Отношение моральных определений к реальности всегда имеет как минимум одного наблюдателя в лице испытывающего эмоции, а потому они наделены смыслом. Но могут ли получить доступ к этому знанию любой посторонний наблюдатель? Иначе говоря, ограничено ли количество свидетелей эмоций лишь испытывающим эти эмоции?
Так получилось, что мои рассуждения довольно своевременны: пару веков назад я мог бы питать народ лишь предположениями о будущем, посягая на истину, ведь положение дел того времени не позволило бы мне точно говорить о возможности определять эмоции.
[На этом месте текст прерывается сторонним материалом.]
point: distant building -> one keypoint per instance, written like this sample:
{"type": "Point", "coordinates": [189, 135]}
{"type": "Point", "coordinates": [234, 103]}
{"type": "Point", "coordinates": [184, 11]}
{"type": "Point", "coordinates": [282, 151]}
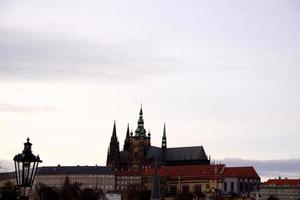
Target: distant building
{"type": "Point", "coordinates": [128, 180]}
{"type": "Point", "coordinates": [95, 177]}
{"type": "Point", "coordinates": [139, 153]}
{"type": "Point", "coordinates": [181, 170]}
{"type": "Point", "coordinates": [283, 189]}
{"type": "Point", "coordinates": [7, 176]}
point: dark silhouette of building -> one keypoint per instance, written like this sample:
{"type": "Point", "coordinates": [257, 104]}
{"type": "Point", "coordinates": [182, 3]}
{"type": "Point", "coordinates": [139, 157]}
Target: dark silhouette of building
{"type": "Point", "coordinates": [138, 151]}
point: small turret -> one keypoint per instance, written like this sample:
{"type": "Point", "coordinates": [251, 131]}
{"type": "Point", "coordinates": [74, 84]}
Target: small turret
{"type": "Point", "coordinates": [113, 154]}
{"type": "Point", "coordinates": [164, 139]}
{"type": "Point", "coordinates": [127, 140]}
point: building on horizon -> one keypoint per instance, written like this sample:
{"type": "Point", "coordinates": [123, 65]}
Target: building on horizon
{"type": "Point", "coordinates": [95, 177]}
{"type": "Point", "coordinates": [138, 152]}
{"type": "Point", "coordinates": [283, 189]}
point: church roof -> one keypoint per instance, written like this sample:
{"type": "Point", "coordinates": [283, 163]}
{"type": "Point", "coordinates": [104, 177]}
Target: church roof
{"type": "Point", "coordinates": [177, 153]}
{"type": "Point", "coordinates": [66, 170]}
{"type": "Point", "coordinates": [186, 153]}
{"type": "Point", "coordinates": [240, 172]}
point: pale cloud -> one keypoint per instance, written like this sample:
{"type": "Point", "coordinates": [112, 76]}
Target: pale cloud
{"type": "Point", "coordinates": [25, 109]}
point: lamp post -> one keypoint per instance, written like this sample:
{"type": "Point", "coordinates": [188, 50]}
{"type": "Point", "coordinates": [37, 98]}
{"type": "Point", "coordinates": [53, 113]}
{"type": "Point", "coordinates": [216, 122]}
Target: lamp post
{"type": "Point", "coordinates": [26, 165]}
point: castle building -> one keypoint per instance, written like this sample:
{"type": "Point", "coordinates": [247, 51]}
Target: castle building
{"type": "Point", "coordinates": [139, 153]}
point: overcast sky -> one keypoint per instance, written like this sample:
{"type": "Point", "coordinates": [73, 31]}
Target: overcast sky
{"type": "Point", "coordinates": [220, 74]}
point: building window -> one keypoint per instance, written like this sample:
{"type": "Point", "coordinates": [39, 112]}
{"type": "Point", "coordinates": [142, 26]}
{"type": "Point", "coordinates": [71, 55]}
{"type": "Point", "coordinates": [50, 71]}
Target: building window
{"type": "Point", "coordinates": [241, 186]}
{"type": "Point", "coordinates": [197, 189]}
{"type": "Point", "coordinates": [173, 190]}
{"type": "Point", "coordinates": [232, 186]}
{"type": "Point", "coordinates": [185, 189]}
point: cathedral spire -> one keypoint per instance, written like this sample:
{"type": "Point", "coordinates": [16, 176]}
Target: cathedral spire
{"type": "Point", "coordinates": [114, 134]}
{"type": "Point", "coordinates": [155, 192]}
{"type": "Point", "coordinates": [127, 139]}
{"type": "Point", "coordinates": [164, 138]}
{"type": "Point", "coordinates": [113, 155]}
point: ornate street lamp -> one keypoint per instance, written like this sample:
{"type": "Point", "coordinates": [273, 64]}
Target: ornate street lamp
{"type": "Point", "coordinates": [26, 165]}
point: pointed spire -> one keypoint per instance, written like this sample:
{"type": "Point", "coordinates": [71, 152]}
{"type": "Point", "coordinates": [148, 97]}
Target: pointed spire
{"type": "Point", "coordinates": [164, 138]}
{"type": "Point", "coordinates": [141, 110]}
{"type": "Point", "coordinates": [127, 132]}
{"type": "Point", "coordinates": [155, 192]}
{"type": "Point", "coordinates": [114, 135]}
{"type": "Point", "coordinates": [140, 131]}
{"type": "Point", "coordinates": [127, 140]}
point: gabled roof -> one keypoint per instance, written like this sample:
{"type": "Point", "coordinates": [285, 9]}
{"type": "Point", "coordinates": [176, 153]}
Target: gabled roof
{"type": "Point", "coordinates": [177, 153]}
{"type": "Point", "coordinates": [247, 172]}
{"type": "Point", "coordinates": [189, 171]}
{"type": "Point", "coordinates": [186, 153]}
{"type": "Point", "coordinates": [283, 182]}
{"type": "Point", "coordinates": [68, 170]}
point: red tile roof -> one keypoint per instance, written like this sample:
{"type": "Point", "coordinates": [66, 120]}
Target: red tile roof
{"type": "Point", "coordinates": [281, 182]}
{"type": "Point", "coordinates": [247, 172]}
{"type": "Point", "coordinates": [189, 171]}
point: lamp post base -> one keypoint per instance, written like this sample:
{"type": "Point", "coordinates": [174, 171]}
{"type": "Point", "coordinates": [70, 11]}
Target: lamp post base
{"type": "Point", "coordinates": [23, 198]}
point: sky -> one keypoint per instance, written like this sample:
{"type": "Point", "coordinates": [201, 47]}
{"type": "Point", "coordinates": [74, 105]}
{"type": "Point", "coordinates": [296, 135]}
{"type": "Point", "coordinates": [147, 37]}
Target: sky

Я имею ввиду, что для ответа на возникший вопрос нам необходимо задействовать имеющиеся на данный момент у человечества технологии, способные засекать нужные нам химические процессы. Но что, если наш испытуемый попытается соврать нам о своем отношении к раздражителю, заставив себя испытывать неискренние эмоции? Изначально вопрос кажется затрудняющим, но дальнейшее размышление развеет это представление.